Originally Posted by barnakiel
PS If you do make it without a touch down in the Azores
, I will be most grateful if you could post your report on the forum. I want to sail non stop one day too and would be interested in hearing your observations and impressions. I am sure other members here would be happy too.
Hi, I will try to describe the experience on our return passage
to Lisbon without stop: We started on May 20 at 15:00 UTC and docked in Marina Parque Das Nacois in Lisbon (10 miles up the Tagus river) on June 10 at 11:00 UTC. It took us 20 days and 20 hours from pontoon to pontoon. First 5 days beating hard in force 4-5 east (and sometimes east northeast) wind
and waves. We tried to maintain 35 degrees apparent wind
angle in wind vane
mode. Sometimes pointing lower or higher depending of direction of waves. This was the hardest part of the passage
, especially the first 4 days. When reaching the 24th parallel we entered in the ridge, first motorsailed in week southeasterlies and then purely motored (all in all 56 hours), the last day keeping course due east south of the 30th parallel to avoid the big waves from the passing north cyclone. Thus we prolonged the motoring time but avoided the 6-7 meter waves. Then we set up the track mode again and in force 5-6 northwest to southwest passed 20 miles south of Santa Maria. Thought for a while to make a brief stop for refuelling but finally decided to move on becuase of the coming new cyclone that was due to hit the Azores
on June 6. After passing the Azores we sailed in force 4-5 southerlies. The cyclone was not interested in our track and turned north (though previous forecasts showed that would partially hit us on June 7). On June 8 evening to June 9 noon, motored for another 18 hours before the north wind appeared and freshened and during the night of June 9 and morning of June 10 it was blowing force 6 with confused waves.

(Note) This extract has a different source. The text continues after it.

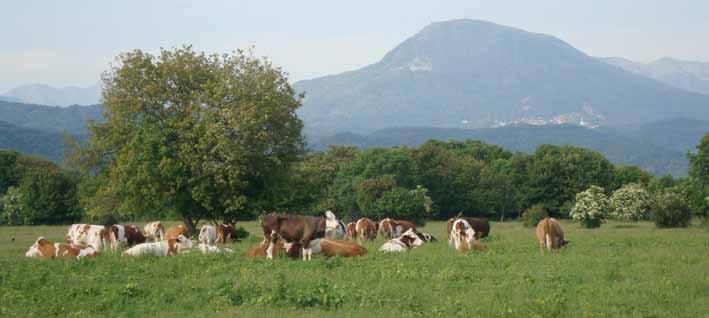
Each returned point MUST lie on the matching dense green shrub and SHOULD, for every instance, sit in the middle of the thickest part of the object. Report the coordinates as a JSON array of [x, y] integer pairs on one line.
[[671, 210], [591, 207], [533, 215], [630, 202]]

Throughout the whole our average speed over ground was 6,7 knots. We sailed on all points of sail, using all our sails
and Code 0), except the storm jib
that we were lucky not to use. As a conclusion I would concur to the dissenting with common wisdom opinion that it is better to start in June. If you start earlier you should keep as south as possible and passing south of the Azores if your goal is south Portugal
or the Med. This will make the first 4-5 days or week an enduring close reach. You need a good reserve of fuel
for 100 hours of motoring. We managed with 130 litres but up the river Tagus we were on the edge.